In Everyday Apocalypse, Dark runs through examples from Radiohead to The Simpsons to Flannery O’Connor, expressing how each has a way of subverting mere entertainment or pop cultural art and hinting at a deeply-rooted issue of what it is to participate in life on earth and, often, a part of the truly Christian ideology (not just what the culture of market-driven, Western evangelical Christianity has put forth as an example).

One part theology, one part philosophy, and one part art appreciation, the book was a perfect match for me, despite occasionally feeling a bit over my head. After truly grasping upon his idea of apocalyptic, though, the feeling of something going over my head didn’t seem as frustrating as it might’ve been before reading.

I’m excited to explore what apocalyptic lifestyle really is. I feel that, through my explorations of food, art, music and what it means to live faith every day, I’m already on my way, but I know I’ve hardly stepped a foot in the door.

Finally, it’s refreshing and relieving to see someone speaking to a more Catholic idea of living a Christian faith, in the sense that Christianity is hardly about “accepting Jesus into my heart so I don’t go to Hell.” It’s hardly that, if that at all, and if we are truly living the faith fully, such ideas should be the last thing on our minds as we seek to restore, renew and reveal the world we live in today in preparation for eternity.

I’m an agnostic

Apologies at my slowness at getting back to the blogging board. It turns out that two and a half weeks of vacation make getting back into good habits a difficult endeavor. It’s not much help that my girlfriend is visiting this week, too. Not that I’m complaining.

While I get my head back on straight, enjoy this quote from the always-intriguing David Dark from an article in the latest issue of Relevant Magazine. And, once again, file it with that topic that I’ve talked about many times.

If we think we have faith, because we faithfully protect ourselves from anything that might call it into question — as if God is counting on us to keep ourselves stupid, closed off to the complexity of the world we’re in — I’d like to argue that we don’t have faith in God at all. We have faith in our own faith rather than the God who transcends it, faith in a faith that will somehow save us. Not faith in God, but faith in a false god of our own conceptions, a god too afraid to entertain a question or a doubt.
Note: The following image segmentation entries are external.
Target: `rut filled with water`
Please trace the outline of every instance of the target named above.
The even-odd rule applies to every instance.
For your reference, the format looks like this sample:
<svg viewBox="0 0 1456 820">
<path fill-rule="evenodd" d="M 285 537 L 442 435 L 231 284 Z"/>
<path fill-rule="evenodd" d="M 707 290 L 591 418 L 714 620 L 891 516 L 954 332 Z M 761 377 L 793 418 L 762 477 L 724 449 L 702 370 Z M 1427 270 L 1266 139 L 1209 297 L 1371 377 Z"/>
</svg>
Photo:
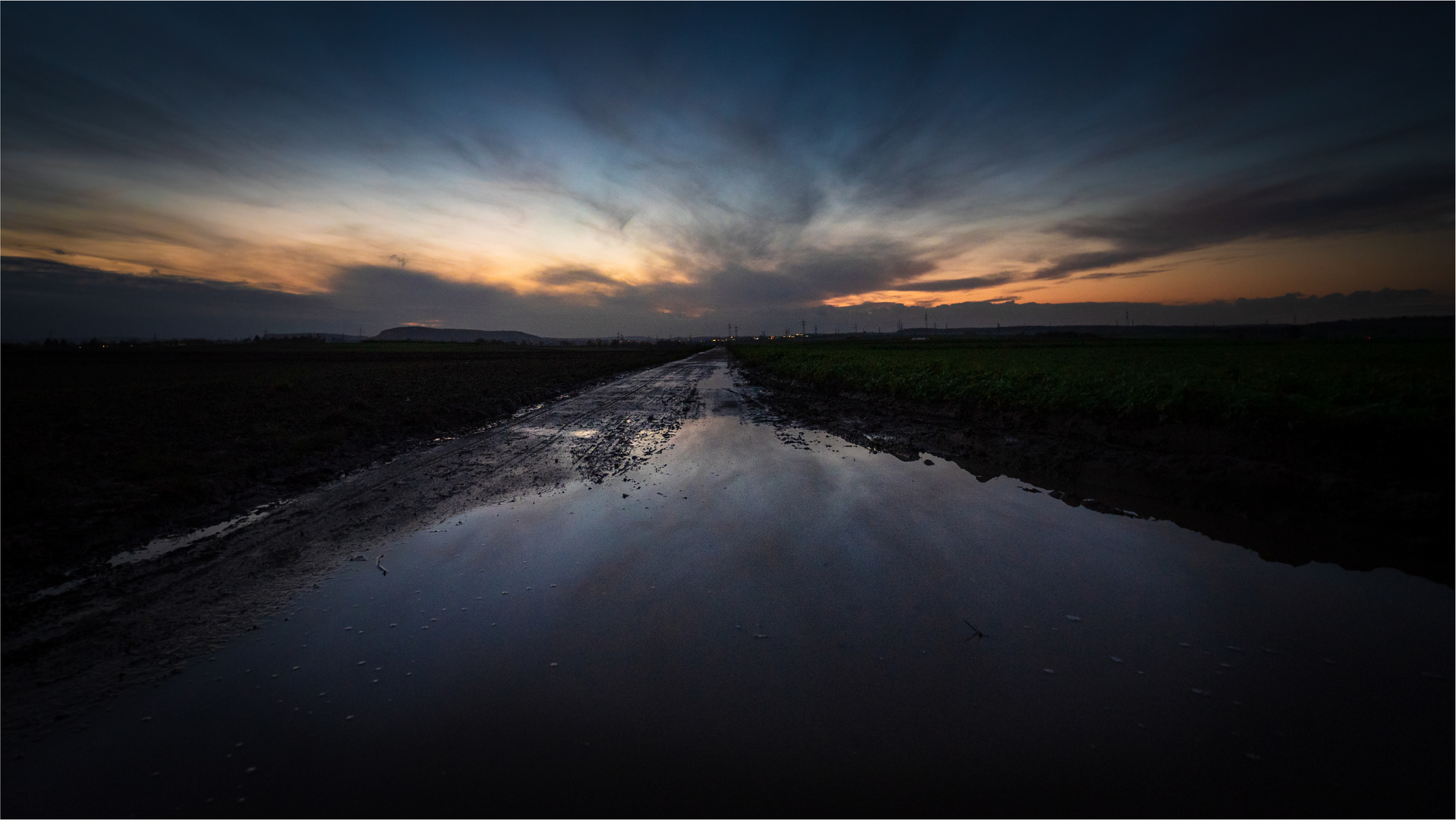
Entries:
<svg viewBox="0 0 1456 820">
<path fill-rule="evenodd" d="M 757 418 L 708 361 L 630 469 L 403 535 L 9 744 L 6 811 L 1450 810 L 1449 587 Z"/>
</svg>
If we think certainty is what drives success and, in the end, the very faith (so-called) that saves us, our honest confusion will become a source of shame and a sign of weakness. We keep our honest doubts hidden. As I understand it, this is precisely where the biblical urges what I’m tempted to call a mandatory agnosticism. This is where we’re summoned to know that we don’t know. This is where we’re called to confession, not self-congratulation.

I like calling myself an agnostic about things. It’s become a loaded word, so I use it in defiance more often than not. But, despite my own rebellious tendencies, it’s a word we could all learn and use more often.

Cosmic plainspeak

I’ve been listening to the podcast of all the talks from Calvin College’s Festival of Faith and Music. Tonight while sweating my face off on the treadmill at the gym I listened to this talk by David Dark.

Dark has been on my radar for a few years. Basically ever since I heard recordings of talks he gave at the last FFM two years ago. He usually covers a particular topic, but one so broad that it ends up, in my fragmented mind, being a collection of thoughts on a variety of subjects that all relate to each other in a big way.

This talk, titled Survival of the Freshest: How to Detect and Channel Cosmic Plainspeak in the Written, Overheard and Sung, speaks about the idea of questioning everything and finding Truth in what we like because, as he says, “Talking about what I like is all I can do.”

I’m still processing it because, like I said, he’s all over the map. Everything from the religion of Radiohead to an unhealthy, fear-based view of Christianity that drives religious and moral motivations from the wrong direction. Go listen to it.

I, for one, will be putting Dark’s new book The Sacredness of Questioning Everything on my to-read list right away.